Property experts have confirmed buyer trends that suggest a permanent shift away from urban areas and into more spacious rural areas and properties. This could signal increased demand for heritage products and further fuel the home improvement boom for the glazing industry.
Research from Barclays has revealed that just under one-quarter of employers will not let their staff work from home after the pandemic, which would reduce demand for office space by around one fifth, they say. At the same time, there is growing demand for rural and coastal properties, according to the property tax experts at Cornerstone Tax, which also says that the London property market is falling flat, a claim supported by research from Rightmove.
Additional research commissioned by Cornerstone found that, in the past year, 10% of British people have moved away from a city or urban area (3,319,000); 44% of Britons feel that the impact of coronavirus has made living in a city less appealing (16,468,000) and 24% will no longer commute into a city for their job post-pandemic (4,297,000). This shift in demand will affect the property market for decades to come, experts predict.
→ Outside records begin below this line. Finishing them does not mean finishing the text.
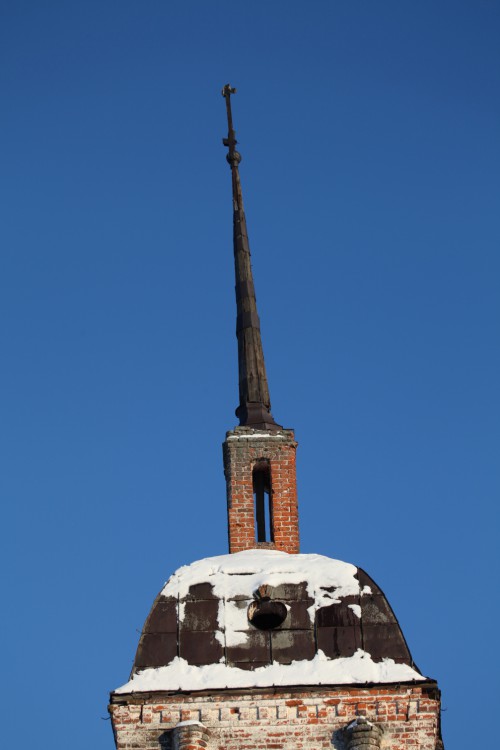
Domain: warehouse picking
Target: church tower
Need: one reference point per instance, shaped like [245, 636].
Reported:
[265, 647]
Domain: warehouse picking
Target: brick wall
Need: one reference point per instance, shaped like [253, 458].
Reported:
[407, 717]
[243, 449]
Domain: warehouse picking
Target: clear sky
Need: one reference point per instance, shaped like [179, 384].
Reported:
[371, 159]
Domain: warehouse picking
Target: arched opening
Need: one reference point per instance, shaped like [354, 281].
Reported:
[262, 494]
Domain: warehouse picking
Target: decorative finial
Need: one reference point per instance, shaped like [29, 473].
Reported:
[233, 157]
[254, 409]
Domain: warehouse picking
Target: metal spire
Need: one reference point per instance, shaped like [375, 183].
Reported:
[254, 409]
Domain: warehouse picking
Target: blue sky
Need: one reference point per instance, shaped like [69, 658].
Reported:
[371, 155]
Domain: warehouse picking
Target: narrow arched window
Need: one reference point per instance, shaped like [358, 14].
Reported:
[262, 501]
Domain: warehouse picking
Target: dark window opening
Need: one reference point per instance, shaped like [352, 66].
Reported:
[266, 614]
[262, 502]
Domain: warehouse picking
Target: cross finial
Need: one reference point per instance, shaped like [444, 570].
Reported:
[254, 407]
[233, 156]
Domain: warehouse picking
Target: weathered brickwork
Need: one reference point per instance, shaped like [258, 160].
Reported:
[403, 718]
[243, 449]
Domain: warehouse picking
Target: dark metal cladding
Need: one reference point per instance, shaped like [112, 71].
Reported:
[254, 409]
[200, 647]
[337, 629]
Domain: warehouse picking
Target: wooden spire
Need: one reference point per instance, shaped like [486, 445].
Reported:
[254, 409]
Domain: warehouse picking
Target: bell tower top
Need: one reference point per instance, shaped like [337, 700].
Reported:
[259, 455]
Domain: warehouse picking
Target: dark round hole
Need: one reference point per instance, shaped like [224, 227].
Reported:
[266, 615]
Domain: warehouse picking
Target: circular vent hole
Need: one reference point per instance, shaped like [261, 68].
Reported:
[266, 614]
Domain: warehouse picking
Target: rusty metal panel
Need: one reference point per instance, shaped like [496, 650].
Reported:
[250, 664]
[199, 647]
[336, 642]
[156, 650]
[290, 591]
[385, 641]
[257, 647]
[201, 591]
[290, 645]
[200, 615]
[163, 616]
[338, 615]
[298, 617]
[376, 610]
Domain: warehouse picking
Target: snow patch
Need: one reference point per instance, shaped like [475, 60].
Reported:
[356, 669]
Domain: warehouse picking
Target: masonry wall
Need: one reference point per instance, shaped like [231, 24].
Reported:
[405, 718]
[243, 448]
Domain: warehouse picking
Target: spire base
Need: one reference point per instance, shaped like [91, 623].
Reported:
[256, 415]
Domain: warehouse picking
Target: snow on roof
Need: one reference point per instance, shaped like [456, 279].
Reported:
[242, 573]
[356, 669]
[238, 576]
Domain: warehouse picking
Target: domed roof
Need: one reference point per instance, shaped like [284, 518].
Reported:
[261, 618]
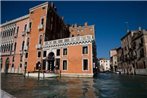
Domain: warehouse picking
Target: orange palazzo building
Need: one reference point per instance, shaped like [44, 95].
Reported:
[41, 40]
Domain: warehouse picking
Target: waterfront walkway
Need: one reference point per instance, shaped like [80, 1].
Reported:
[6, 95]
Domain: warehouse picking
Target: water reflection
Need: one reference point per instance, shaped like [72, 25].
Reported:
[102, 86]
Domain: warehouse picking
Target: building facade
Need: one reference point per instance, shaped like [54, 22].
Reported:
[104, 64]
[113, 60]
[132, 55]
[41, 40]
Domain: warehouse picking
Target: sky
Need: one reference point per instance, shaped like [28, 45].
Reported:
[111, 18]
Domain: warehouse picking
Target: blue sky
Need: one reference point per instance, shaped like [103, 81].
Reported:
[109, 18]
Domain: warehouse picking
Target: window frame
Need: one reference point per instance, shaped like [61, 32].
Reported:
[63, 65]
[83, 64]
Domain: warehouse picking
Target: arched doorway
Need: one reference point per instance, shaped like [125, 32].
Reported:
[7, 65]
[51, 59]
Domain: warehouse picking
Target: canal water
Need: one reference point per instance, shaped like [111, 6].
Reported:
[103, 85]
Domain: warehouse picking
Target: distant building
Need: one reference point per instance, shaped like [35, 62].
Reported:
[104, 64]
[113, 59]
[41, 40]
[132, 55]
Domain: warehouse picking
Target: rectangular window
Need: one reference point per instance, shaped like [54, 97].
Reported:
[64, 64]
[58, 52]
[25, 27]
[57, 63]
[39, 54]
[42, 21]
[85, 49]
[65, 51]
[44, 53]
[30, 25]
[21, 58]
[26, 56]
[13, 59]
[85, 64]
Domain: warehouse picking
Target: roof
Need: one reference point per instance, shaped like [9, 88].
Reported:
[15, 20]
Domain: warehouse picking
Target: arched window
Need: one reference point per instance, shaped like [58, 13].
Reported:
[1, 62]
[28, 42]
[40, 39]
[22, 45]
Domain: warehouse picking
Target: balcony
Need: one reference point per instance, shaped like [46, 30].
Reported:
[38, 46]
[40, 27]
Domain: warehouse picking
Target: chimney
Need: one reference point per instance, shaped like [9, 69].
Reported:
[75, 25]
[139, 28]
[85, 24]
[55, 8]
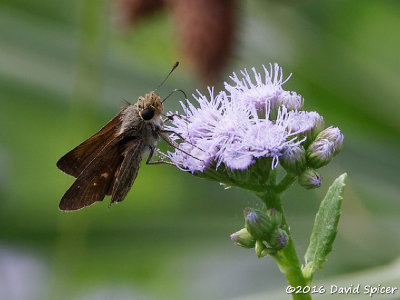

“The findings from our report, as well as this new data from Barclays, confirms what we have thought for much of the past 12 months,” said David Hannah, principal consultant at Cornerstone Tax. “Living in a city has undergone a permanent shift in appeal. The clients we have advised during the pandemic have almost exclusively been looking for more space, both inside and outside the property, which usually means a hefty price tag or a more rural location. It is a trend that we see increasing in the future as it is now clear that working from home is here to stay. The fact that a quarter of workers are already planning to stop commuting shows the effect is here to stay.”